Okay, that last part didn’t happen in the story, but it might as well have. By the way, do you hear that noise in the background? It’s the goddam’ universe laughing at you.

Oh sure, a lot of women will mock-fawn over the idea of muscular lifters, the way they do with Chippendale’s dancers, but a lot of that’s for show, the way a group of guys hoot and holler when Billy Bob shoots a can of Lone Star. The women wouldn’t dare date one of those washboard-ab guys… or, for that matter, you.

Instead, they go for guys with cute little-boy butts and “toned” arms who are dead ringers for pre-Batman Robert Pattinson, complete with the glittery, bedazzled skin. Or maybe guys who look a little like Miley Cyrus. Scratch that. Exactly like Miley Cyrus.

But maybe, just maybe, you’ll ironically find someone who doesn’t care for such superficialities as physical attractiveness and she won’t mind your muscles and will love you for yourself.

Sure, keep telling yourself that. But it’s all, of course, worth it.

Okay, It Really Is Worth It

I may have painted a depressing picture of lifting weights and bodybuilding, but I’m kidding. Mostly. Kind of.

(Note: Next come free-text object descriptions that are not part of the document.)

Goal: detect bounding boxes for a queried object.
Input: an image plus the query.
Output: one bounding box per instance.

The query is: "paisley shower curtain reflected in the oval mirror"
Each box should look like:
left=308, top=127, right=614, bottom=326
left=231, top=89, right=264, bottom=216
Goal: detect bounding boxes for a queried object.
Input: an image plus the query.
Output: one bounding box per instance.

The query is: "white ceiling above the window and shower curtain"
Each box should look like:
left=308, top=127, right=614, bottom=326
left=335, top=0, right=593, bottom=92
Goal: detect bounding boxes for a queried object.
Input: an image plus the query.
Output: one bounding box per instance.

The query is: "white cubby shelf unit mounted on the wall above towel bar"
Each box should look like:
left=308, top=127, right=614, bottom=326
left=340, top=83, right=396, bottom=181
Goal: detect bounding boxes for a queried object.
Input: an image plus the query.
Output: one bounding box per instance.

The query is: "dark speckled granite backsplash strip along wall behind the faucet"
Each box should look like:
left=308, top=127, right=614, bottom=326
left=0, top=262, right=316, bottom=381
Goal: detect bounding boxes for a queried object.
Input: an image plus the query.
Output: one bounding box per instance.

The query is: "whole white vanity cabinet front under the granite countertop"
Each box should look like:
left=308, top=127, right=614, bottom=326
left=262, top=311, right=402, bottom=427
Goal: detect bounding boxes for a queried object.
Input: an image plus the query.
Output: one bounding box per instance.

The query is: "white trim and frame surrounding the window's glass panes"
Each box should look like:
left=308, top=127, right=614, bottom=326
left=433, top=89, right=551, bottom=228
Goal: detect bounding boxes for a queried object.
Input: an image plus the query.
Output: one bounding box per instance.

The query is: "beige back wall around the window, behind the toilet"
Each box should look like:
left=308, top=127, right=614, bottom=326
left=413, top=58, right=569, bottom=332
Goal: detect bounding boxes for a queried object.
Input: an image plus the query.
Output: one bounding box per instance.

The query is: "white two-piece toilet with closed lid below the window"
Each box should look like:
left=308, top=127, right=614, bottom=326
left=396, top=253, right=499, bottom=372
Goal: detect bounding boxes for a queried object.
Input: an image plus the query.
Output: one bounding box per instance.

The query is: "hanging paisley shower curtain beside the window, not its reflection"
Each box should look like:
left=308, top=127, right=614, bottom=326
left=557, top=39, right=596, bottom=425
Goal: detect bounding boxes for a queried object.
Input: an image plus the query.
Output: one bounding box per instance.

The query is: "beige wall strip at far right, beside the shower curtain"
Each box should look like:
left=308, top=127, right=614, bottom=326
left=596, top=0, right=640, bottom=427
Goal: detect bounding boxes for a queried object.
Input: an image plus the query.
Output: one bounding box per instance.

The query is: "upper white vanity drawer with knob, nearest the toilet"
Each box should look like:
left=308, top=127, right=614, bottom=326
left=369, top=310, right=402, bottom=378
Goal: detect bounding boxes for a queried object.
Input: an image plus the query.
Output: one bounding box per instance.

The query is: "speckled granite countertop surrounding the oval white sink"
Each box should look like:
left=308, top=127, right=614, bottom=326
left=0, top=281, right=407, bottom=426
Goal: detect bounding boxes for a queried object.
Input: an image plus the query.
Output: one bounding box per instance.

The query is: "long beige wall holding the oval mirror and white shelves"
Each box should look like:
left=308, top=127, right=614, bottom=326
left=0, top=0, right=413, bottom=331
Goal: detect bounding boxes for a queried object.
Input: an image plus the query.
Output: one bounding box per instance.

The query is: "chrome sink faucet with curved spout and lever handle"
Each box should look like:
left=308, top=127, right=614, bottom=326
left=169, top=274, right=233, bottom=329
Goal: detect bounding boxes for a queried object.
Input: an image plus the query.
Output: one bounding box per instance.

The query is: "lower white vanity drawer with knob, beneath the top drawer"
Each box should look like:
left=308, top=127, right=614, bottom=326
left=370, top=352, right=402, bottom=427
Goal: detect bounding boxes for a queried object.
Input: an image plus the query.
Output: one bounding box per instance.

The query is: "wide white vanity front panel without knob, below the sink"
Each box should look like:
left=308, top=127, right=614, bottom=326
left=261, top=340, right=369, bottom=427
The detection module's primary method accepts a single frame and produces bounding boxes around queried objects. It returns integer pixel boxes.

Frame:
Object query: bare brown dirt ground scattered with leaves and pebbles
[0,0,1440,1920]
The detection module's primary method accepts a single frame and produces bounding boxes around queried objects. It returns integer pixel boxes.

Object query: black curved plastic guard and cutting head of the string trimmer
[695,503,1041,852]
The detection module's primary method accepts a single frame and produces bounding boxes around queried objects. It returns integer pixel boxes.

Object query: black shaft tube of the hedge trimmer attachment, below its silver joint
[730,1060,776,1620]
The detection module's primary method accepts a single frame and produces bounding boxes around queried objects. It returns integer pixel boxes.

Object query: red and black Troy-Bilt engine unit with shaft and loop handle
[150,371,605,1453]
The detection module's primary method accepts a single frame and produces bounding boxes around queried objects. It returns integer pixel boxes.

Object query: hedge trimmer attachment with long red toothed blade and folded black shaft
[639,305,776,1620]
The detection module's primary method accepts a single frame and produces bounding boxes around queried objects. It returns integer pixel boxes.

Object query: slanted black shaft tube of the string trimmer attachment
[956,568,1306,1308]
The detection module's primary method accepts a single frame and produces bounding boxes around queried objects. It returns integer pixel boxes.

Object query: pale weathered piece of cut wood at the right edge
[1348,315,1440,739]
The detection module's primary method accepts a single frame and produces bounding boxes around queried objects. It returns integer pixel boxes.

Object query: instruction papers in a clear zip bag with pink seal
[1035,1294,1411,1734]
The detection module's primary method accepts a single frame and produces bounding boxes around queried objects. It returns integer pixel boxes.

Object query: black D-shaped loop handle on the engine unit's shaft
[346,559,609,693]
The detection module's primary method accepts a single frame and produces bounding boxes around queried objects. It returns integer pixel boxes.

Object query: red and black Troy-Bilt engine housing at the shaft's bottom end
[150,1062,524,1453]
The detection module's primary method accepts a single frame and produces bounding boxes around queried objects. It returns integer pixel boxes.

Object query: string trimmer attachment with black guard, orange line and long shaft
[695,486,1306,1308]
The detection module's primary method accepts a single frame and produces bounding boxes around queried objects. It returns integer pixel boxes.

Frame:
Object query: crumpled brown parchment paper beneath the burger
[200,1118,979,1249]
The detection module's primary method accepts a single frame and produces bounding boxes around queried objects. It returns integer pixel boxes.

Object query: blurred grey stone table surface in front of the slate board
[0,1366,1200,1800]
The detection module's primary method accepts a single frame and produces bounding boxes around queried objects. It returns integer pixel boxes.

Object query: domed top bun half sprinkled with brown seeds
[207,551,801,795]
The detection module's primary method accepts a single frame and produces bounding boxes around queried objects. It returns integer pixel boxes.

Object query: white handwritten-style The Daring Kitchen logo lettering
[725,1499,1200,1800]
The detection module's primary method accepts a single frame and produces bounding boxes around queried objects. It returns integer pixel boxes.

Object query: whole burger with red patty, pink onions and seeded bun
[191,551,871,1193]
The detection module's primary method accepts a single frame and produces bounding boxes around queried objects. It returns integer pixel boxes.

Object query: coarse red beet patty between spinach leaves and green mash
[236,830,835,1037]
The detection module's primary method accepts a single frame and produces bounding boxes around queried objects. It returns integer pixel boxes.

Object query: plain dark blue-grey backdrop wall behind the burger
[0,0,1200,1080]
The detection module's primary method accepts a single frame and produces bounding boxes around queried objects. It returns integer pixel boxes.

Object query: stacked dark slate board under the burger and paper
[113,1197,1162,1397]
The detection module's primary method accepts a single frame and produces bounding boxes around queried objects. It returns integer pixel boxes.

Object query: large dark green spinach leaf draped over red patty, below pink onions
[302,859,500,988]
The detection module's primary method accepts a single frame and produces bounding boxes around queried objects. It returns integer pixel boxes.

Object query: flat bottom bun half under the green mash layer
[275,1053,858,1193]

While our pursuit has its definite drawbacks, there are also plenty of reasons why we love it and continue to do it.

Lifting is, if it’s done sanely, healthy. It teaches us things about a whole host of “ologies,” from basic biology and physiology to endocrinology. It fosters friendship and camaraderie. For those in need, it’s therapy. If you try hard enough, it can even be meaningful or spiritual.

And it really is useful, as strength always makes life easier, whether you’re carrying groceries, digging ditches, or fighting the aliens when they come.

Oh, and plenty of women do like it, particularly if they work out, too. So I’m told, anyhow.